I have given up my Giller project for now. I must wait for the final three books on the list to arrive.  The winning novel, The Sentimentalists by Johanna Skipsrud, will not be available for a while.  Her publisher is an "artisan press,"(sounds a bit like a bread making business) and it "crafts" the books by hand.  ! What!  By Hand! ie - Slowly?  The firm refuses to change or outsource to the nearest computer.  However, a hot novel has only  a few weeks to rake in significant cash, enough to keep the author in grub.  Then it becomes yesterday's book.  Copies of a prize winner have to hit the stores tout suite.  Everyone (agent,author, big book sellers,Jack Rabinovich) is leaping about trying to break the log jam.  So when will a copy of The Sentimentalists hit Thunder Bay?  I'll try to find out.

Meanwhile I finished Annabel by Kathleen Winter.  The first chapter blew me away with its lovely writing.  This book should have been enjoyable but I struggled.  The plot concerns a child born both male and female.  Interwoven is much interesting information about Labrador and its settlers.  But the overwhelming background, the constant philosophizing and the clunky dialogue were so distracting that the story got lost in the wallpaper.

Monday, November 8, 2010

One Down; Four to Go

I took the Globe and Mail challenge to read all the Giller Prize short List

My plan was to buy all five books at once and dive in.  However, only two were available at the Thunder Bay branch of Chapters: The Matter with Morris by David Bergan and Annabel by Katherine Winter.  Annabel is also on the short list for the Governor General's Award.

However, The Sentimentalists by Johanna Skidsrud and The Cake is For the Party by Sarah Selecky were only available on the Kobo e reader.  Mmm. And at a third of the price of the hard covers!
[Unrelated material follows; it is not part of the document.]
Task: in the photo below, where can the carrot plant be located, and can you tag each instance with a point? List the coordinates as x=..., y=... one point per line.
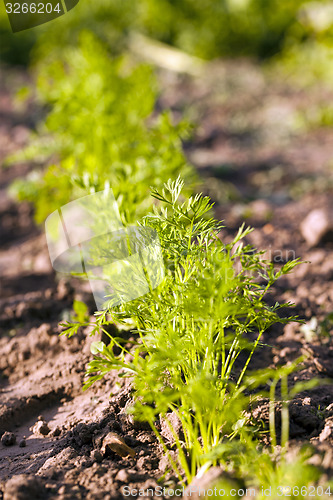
x=101, y=129
x=192, y=328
 Light Lifting, by Alexander McLeod was not available anywhere, not even on line.  This book was recommended to me by short story writer Collette Maitland.  She thought it was one of the best collections of short stories she had ever read.  It also received a bang-up review in the Globe.

Tuesday, September 21, 2010

Giller Long List

Tom Rachman,  Giller nominee

Some people read them all.  I know I will read some.  Only one winner but all benefit from a spot on the list.  Small publishing houses led the charge this year.
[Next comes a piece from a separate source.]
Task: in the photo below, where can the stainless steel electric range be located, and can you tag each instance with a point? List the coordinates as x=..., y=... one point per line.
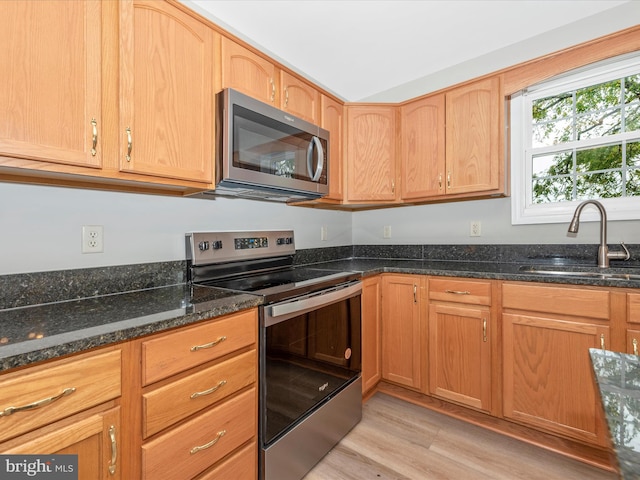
x=309, y=342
Tom Rachman for The Imperfectionists (Dial Press)

Jane Urquhart for Sanctuary Line (McClelland & Stewart)

David Bergen for The Matter With Morris (HarperCollins)

•Douglas Coupland for Player One (Anansi)

Joan Thomas for Curiosity (McClelland & Stewart)

Michael Helm for Cities of Refuge (McClelland & Stewart)

•Alexander MacLeod for Light Lifting (Biblioasis)

Avner Mandelman for The Debba (Other Press)

Sarah Selecky for This Cake is for the Party (Thomas Allen)

•Johanna Skibsrud for The Sentimentalists (Gaspereau)

Cordelia Strube for Lemon (Coach House)

Dianne Warren for Cool Water (Phyllis Bruce/HarperCollins)

Kathleen Winter for Annabel (Anansi)
 
Jane Urquart, Giller nominee and Long Lac gal.